Today, Cal Biz Lit presents a guest post from Adams | Nye partner Barbara Adams. Barbara discusses a new case allowing apportionment of fault to the U.S. Navy, even in situations where the Navy can't be sued.
In California, since the passage of Proposition 51 (Civil Code §§ 1431 and following) in 1986, defendants in personal injury cases have been liable for non-economic damages only according to their share of “fault” as found by the jury at trial. It is, of course, to the advantage of the defense to have as many entities as possible on the verdict form to whom the jury can attribute “fault” for the plaintiff’s injuries. In 1992, the California Supreme court held that even if employers could not be used, they were entities to whom a share of “fault” could be attributed (DaFonte v. Up-Right, Inc. (1992) 2 Cal.4th 593.) In 2003, a California Appellate Court held that, even if the plaintiff cannot recover damages from the Navy, the Navy is an entity to whom the jury can allocate “fault” (Taylor v. John Crane, Inc. (2003) 113 Cal.App.4th 1063.)

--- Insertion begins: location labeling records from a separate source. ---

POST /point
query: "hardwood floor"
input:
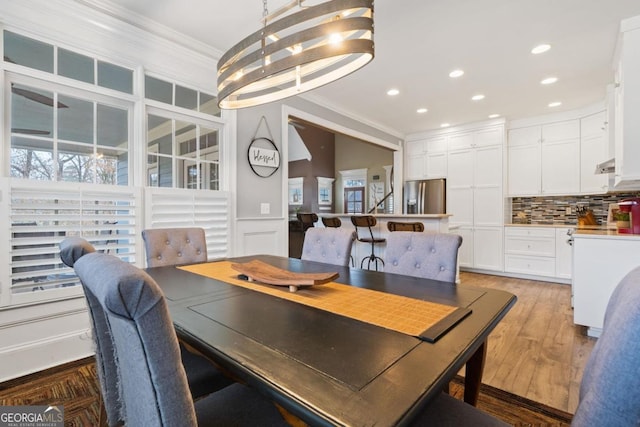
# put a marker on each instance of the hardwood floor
(536, 351)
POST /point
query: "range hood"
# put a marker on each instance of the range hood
(606, 167)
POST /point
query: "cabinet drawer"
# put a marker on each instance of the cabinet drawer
(530, 232)
(544, 246)
(540, 266)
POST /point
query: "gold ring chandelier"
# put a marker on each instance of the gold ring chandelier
(296, 53)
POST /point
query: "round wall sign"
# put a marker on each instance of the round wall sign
(263, 156)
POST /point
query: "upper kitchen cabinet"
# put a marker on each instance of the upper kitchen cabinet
(414, 159)
(426, 158)
(594, 149)
(627, 106)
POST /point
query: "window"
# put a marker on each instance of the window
(59, 136)
(182, 153)
(35, 54)
(354, 200)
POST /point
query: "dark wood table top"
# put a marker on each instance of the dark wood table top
(324, 368)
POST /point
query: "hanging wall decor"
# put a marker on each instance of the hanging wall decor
(263, 155)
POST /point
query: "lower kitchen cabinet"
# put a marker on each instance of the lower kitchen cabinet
(600, 261)
(539, 251)
(530, 250)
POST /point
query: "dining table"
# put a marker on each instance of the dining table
(354, 363)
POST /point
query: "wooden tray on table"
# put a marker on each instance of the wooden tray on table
(262, 272)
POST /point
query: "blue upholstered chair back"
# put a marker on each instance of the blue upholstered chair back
(174, 246)
(328, 245)
(152, 383)
(426, 255)
(71, 250)
(610, 388)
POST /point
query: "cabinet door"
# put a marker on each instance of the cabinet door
(488, 137)
(563, 253)
(458, 141)
(524, 173)
(414, 167)
(561, 131)
(487, 252)
(561, 167)
(525, 136)
(466, 251)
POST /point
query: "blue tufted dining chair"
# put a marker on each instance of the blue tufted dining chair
(141, 367)
(174, 246)
(328, 245)
(203, 377)
(426, 255)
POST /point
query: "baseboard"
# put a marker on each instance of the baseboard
(34, 357)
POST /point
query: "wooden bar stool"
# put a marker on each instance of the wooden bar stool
(368, 221)
(334, 222)
(405, 226)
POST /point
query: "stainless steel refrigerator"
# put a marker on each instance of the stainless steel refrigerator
(425, 197)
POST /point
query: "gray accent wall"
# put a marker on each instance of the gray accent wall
(253, 190)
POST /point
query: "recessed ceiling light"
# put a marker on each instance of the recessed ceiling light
(541, 48)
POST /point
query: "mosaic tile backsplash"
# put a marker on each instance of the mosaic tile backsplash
(553, 210)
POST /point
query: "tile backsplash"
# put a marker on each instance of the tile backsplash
(553, 210)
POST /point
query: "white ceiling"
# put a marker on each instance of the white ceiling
(418, 42)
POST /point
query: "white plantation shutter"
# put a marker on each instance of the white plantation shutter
(168, 207)
(40, 215)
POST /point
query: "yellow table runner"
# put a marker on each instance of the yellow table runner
(423, 319)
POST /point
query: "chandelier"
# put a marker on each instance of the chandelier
(296, 52)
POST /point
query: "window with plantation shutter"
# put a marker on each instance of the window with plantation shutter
(168, 207)
(39, 220)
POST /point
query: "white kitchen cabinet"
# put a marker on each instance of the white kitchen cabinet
(627, 105)
(594, 149)
(530, 250)
(475, 196)
(564, 252)
(414, 164)
(436, 157)
(600, 261)
(544, 159)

In 2008, in a trial in Alameda County Superior Court, plaintiffs’ counsel managed to convince the trial judge that Taylor no longer applied, and after the defendant had offered lots of evidence of Navy fault, the Navy could not be on the verdict form at all.
The plaintiffs in
the most recent case were the wife and daughter of Ulysses Collins, who died of mesothelioma in 2005. He had worked as a welder at the Hunters Point Naval Shipyard from 1960 to 1973, and at Mare Island Naval Shipyard from 1976 to 1994 (from 1973 to 1976, he worked at an oil refinery.) At the close of evidence, plaintiffs’ counsel moved for a directed verdict as to the Navy, arguing that, pursuant to
Munoz v. City of Union City (2007) 148 Cal.App.4th 173, the Navy enjoyed sovereign immunity, without exception, and thus could not be listed on the verdict form. The trial Judge agreed. During deliberations, the jury asked why the Navy did not appear on the verdict form as an entity to whom they could allocate fault, and they were instructed that they could not apportion to the Navy as a matter of law. The jury found Plant Insulation 20% at fault, in a verdict that included $1.8 million in non-economic damages (that’s $360,000 in liability, with no ability for set off), and $1,038,000 in economic damages (I would tell you what the set-off was, but the wording of the decision makes no sense whatsoever.)
Appeal followed, resulting in last week's decision in
Collins v. Plant Insulation Co. (June 3, 2010) ___Cal.App.4th___ Case (California Court of Appeal No. A124268), overturning the trial court’s decision. As the Collins Court explained, the difference between the holding in
Munoz and
Taylor is that the former case held that there was an absence of duty, and thus a true absence of fault, where in the latter instance, there was only a decision that the Navy cannot be sued in civilian court, not an abrogation of fault.
The clearest case on this issue, cited by the Collins court, is
Richards v. Owens Illinois (1997) 14 Cal.4th 985. There, a defendant in an asbestos case attempted to have non-party tobacco companies on the verdict form for fault allocation. The California Supreme Court held that fault could not be allocated to tobacco companies. At that time, California barred suits against tobacco companies (a ban that has since been lifted). The Supreme Court reasoned that the legislature had not just granted the tobacco companies immunity from suit; it had declared that the tobacco companies did not owe, and therefore could not breach, a duty to smokers. Thus, there was no “fault” to allocate.
The Court also distinguished
Munoz. In that police unreasonable use of force case, the jury allocated fault both to the police officer for unreasonable use of force, and to the City of Union City for vicarious liability. But the Court of Appeal held that, based provisions of the California Government Code designed to shield public entities from liability, the City owed no duty to the decedent, and therefore could not have any share of “fault.”
Plaintiff’s counsel in
Collins attempted to construct a "sovereign immunity" parallel between
Munoz and their case, arguing that since sovereign immunity means, “the king can do no wrong”, then the Navy, like tobacco companies and the City of Union City, had no potential duty, and thus no “fault.” But the Court held that the Navy can act "wrongfully" and still be immune. And that . British concepts of sovereign immunity don't, and never have, applied in the U.S..
In conclusion, if you hope to add an unusual party to the verdict form in your trial, an entity that cannot otherwise be sued for this injury, be ready to examine the basis of that immunity. Is it just immunity from suit, or complete lack of duty, and thus fault?